1. zonguldak'a son gidişimde bir kez daha şehrin girişinde, şehrin kendine has hüznünü hissettim -belki de bunu sadece ben hissediyorum-. ankara tarafından şehre girişte dar bir cadde, kırık dökük evler, dükkanlar, köprüler karşınıza çıkar. sonra yıkılıp inşaata dönüştürülen alanları görürsünüz. kendimi çok bunalmış hissederim bu manzaraların içinden geçerken. hüzünden sonra yıkımlar, şantiyeler, yeni binalar, eskilerin arasında sıkışmış yeni binalar... çok can sıkıcı.
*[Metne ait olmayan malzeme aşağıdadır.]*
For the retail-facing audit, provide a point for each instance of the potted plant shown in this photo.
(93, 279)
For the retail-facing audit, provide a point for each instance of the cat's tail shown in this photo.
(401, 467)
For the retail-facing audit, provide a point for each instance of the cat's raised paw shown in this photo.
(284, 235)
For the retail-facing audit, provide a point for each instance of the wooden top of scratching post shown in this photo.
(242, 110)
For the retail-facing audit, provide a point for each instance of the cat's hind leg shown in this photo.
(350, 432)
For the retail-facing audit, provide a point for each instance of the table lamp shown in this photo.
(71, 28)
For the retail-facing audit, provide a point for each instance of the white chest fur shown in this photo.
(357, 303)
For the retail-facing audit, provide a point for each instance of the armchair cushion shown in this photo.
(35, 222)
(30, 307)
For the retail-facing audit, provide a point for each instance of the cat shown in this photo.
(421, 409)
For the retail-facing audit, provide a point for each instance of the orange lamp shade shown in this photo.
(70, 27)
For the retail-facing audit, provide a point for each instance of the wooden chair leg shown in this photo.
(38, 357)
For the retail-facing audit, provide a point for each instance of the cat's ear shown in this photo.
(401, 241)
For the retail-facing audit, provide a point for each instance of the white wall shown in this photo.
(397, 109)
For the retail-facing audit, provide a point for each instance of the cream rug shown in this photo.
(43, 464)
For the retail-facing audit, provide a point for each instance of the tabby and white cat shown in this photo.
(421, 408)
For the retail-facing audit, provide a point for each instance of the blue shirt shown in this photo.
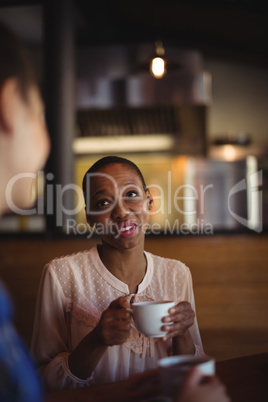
(19, 381)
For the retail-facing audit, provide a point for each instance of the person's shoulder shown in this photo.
(74, 260)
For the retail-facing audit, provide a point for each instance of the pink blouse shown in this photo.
(73, 293)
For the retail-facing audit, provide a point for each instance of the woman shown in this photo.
(82, 331)
(24, 147)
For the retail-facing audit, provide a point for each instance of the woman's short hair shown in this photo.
(15, 61)
(110, 160)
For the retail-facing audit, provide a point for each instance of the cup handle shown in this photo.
(132, 325)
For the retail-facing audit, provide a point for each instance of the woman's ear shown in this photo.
(10, 100)
(150, 199)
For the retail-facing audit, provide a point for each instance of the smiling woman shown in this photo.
(83, 332)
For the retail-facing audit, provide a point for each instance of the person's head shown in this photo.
(24, 143)
(117, 201)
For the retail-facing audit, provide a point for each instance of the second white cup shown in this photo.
(148, 317)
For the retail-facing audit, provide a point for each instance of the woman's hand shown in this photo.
(114, 325)
(182, 316)
(197, 388)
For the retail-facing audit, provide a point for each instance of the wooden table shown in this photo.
(246, 378)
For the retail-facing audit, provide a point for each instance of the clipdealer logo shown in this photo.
(182, 200)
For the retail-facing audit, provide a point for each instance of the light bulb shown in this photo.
(158, 67)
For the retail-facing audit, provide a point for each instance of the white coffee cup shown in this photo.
(148, 317)
(173, 369)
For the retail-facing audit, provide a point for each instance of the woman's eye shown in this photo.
(102, 203)
(132, 194)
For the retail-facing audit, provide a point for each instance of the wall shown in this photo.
(230, 276)
(239, 99)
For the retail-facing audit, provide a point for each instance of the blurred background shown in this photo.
(198, 133)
    sanki bir kaybedilmişlik var. tozun, kömür karasının içinde yıllardır çalışan işçilerin artık bugün büyük bir kabullenmişlikle yenildiklerini hissediyorum.
    bu, bütün türkiye için ve bütün dünya için geçerli şuan. saçma sapan koşullarda sabah 8'den gece 10'a kadar çalışan market işçileri, sosyal hakları olmayan hamallar, inşaat işçileri, taşeronlar, sendikası bile olmayan dersane öğretmenleri, hakkını aramaktansa iş arkadaşlarının kuyusunu kazmaya çalışan her türlü beyinsiz emekçi fena halde yenilmiş durumdalar. ve farkında bile değiller. o yüzden bu başlığa büyük bir şaşkınlıkla yazıyorum. 1991'de zonguldak'ta başlayan direnişe imreniyorum. bunca yıldır bu bilincin gelişmektense geri gidişine hayret ediyorum.
    ve tüm bunları da en son yine zonguldak'ta görüp hissettim.

    son olarak tanım: zonguldak maden işçilerinin ve halkının destansı başkaldırısıdır.